Kirk Borne of the Computational and Data Sciences Department at George Mason University provided an example from astronomy. Borne explained how Edwin Hubble used information derived from image data of galaxies, such as the brightness of certain stars within the galaxies and the redshift of the galaxies, to come up with a plot showing that a galaxy's redshift varied linearly with its distance from Earth. This plot, which is known today as the Hubble diagram, led to a better understanding of the universe---in particular, to the idea that the universe was expanding. These themes from astronomy---to characterize the known, assign the new, and discover the unknown---can be directly translated into mathematical themes, such as clustering, classification, and outlier detection.

Similar situations arise in genomics and biology. Today, high-throughput genome sequencing and tagging technologies are generating data at unprecedented rates and at lower cost. "Genotyping and availability of genome sequences across populations will be commonplace," said Dan Rokhsar from LBNL and UC Berkeley. "The $1000 genome for humans is only a few years away, and will also apply to tumors, agricultural species, and microbial communities."

Discussing the use of large data collections in drug and probe discovery, George Karypis of the University of Minnesota pointed out that the current process can start with 10,000 compounds and take 15 years to yield one new FDA-approved drug. A consequence has been the emergence of new research fields, such as chemical genetics. Chemical geneticists search for probes---small organic molecules that can alter the function of other proteins---and use them to study biological systems. To find good probes requires looking through databases called "chemical compound libraries" and identifying the most promising candidates. From a data representation and computational standpoint, however, a library of compounds is nothing more than a set of (small) graphs. Finding good probes then becomes a problem of determining similarities between graphs or finding maximal common subgraphs.

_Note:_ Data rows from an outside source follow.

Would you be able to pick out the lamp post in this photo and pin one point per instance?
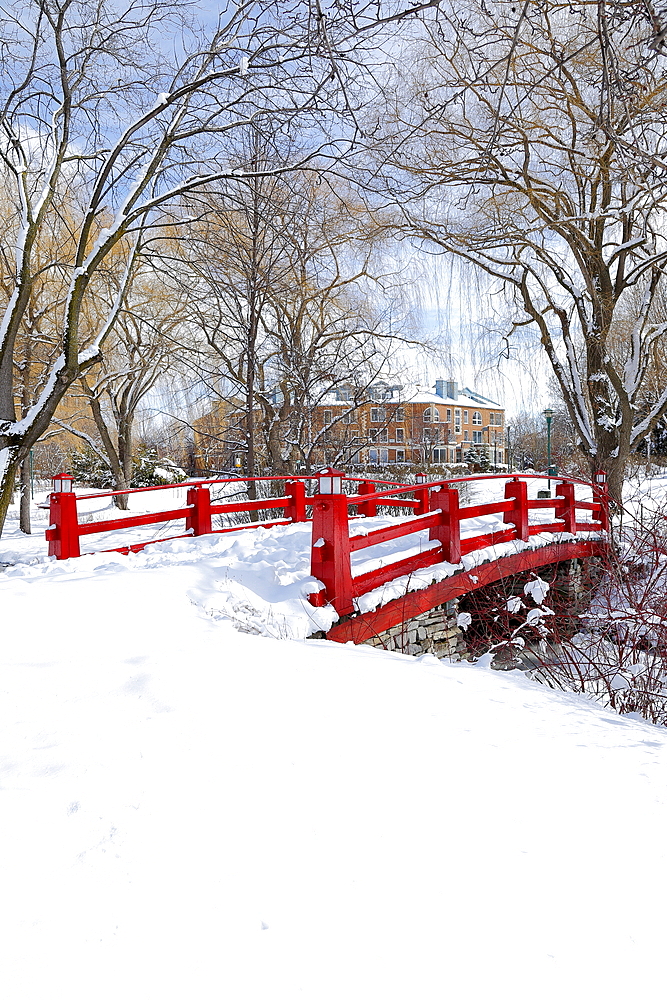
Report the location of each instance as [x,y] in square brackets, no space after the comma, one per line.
[548,415]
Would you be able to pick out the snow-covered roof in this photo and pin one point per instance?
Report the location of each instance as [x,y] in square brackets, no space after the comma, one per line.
[420,394]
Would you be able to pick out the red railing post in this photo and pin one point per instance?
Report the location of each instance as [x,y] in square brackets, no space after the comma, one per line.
[566,509]
[517,489]
[421,495]
[601,496]
[198,520]
[448,532]
[330,552]
[295,491]
[63,530]
[368,508]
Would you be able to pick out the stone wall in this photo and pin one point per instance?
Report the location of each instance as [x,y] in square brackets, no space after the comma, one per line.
[433,631]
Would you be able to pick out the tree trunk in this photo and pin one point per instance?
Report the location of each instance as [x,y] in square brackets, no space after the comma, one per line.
[24,518]
[11,465]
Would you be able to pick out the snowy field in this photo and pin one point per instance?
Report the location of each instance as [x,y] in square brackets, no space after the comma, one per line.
[193,810]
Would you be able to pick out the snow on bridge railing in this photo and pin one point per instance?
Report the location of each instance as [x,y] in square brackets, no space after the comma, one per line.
[436,506]
[65,528]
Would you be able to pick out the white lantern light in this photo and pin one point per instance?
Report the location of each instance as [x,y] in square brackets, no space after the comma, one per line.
[331,481]
[62,483]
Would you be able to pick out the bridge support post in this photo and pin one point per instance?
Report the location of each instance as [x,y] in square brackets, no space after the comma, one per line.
[601,496]
[295,490]
[330,553]
[63,530]
[198,520]
[517,490]
[367,507]
[448,532]
[566,509]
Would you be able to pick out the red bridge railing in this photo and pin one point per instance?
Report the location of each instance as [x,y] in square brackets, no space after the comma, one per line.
[435,505]
[66,529]
[437,508]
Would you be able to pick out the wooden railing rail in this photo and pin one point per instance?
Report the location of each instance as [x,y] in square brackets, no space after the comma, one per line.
[333,546]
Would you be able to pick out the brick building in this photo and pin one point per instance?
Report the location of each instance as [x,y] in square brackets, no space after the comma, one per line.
[393,425]
[437,426]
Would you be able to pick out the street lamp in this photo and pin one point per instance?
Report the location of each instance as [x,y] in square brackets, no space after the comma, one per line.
[548,415]
[330,481]
[62,483]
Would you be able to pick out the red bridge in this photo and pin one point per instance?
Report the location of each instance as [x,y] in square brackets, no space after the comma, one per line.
[579,527]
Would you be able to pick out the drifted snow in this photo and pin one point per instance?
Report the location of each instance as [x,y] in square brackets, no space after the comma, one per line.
[191,811]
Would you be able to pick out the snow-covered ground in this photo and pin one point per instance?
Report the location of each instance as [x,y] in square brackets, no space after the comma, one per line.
[193,810]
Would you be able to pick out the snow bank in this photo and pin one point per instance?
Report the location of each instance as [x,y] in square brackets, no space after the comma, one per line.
[191,811]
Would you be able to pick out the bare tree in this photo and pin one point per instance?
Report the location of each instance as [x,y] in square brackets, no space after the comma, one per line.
[92,103]
[531,141]
[286,271]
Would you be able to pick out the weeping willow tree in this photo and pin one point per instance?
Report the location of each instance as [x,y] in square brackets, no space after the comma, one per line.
[530,140]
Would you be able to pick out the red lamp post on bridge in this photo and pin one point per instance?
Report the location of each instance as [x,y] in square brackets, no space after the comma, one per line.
[62,533]
[330,556]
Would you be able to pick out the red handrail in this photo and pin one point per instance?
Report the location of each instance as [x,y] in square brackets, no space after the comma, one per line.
[435,505]
[332,545]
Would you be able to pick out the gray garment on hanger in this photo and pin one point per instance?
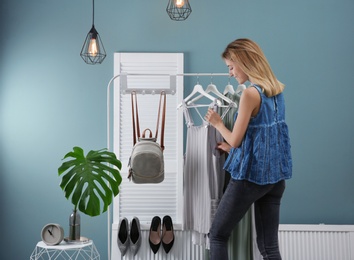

In the field of earth systems modeling, scientists are working to understand the factors that govern extreme events in climate, such as dry spells, hurricanes, and heat waves. A good example is the 2003 European heat wave that by some accounts resulted in more than 25,000 deaths. At the workshop, Bill Collins (LBNL and UC Berkeley) and Michael Wehner (LBNL) described how climate scientists are developing a numerical "parallel Earth" to help them better understand the effects of climate change and trends in the environment. Collins, who was part of the 4th Intergovernmental Panel on Climate Change team that shared this year's Nobel Peace Prize, said that the IPCC had already generated over 110 terabytes of data encompassing 10,000 years of climate simulations. Commenting on the challenge of analyzing these simulation results, Wehner pointed out that "Data can be generated faster than it can be analyzed."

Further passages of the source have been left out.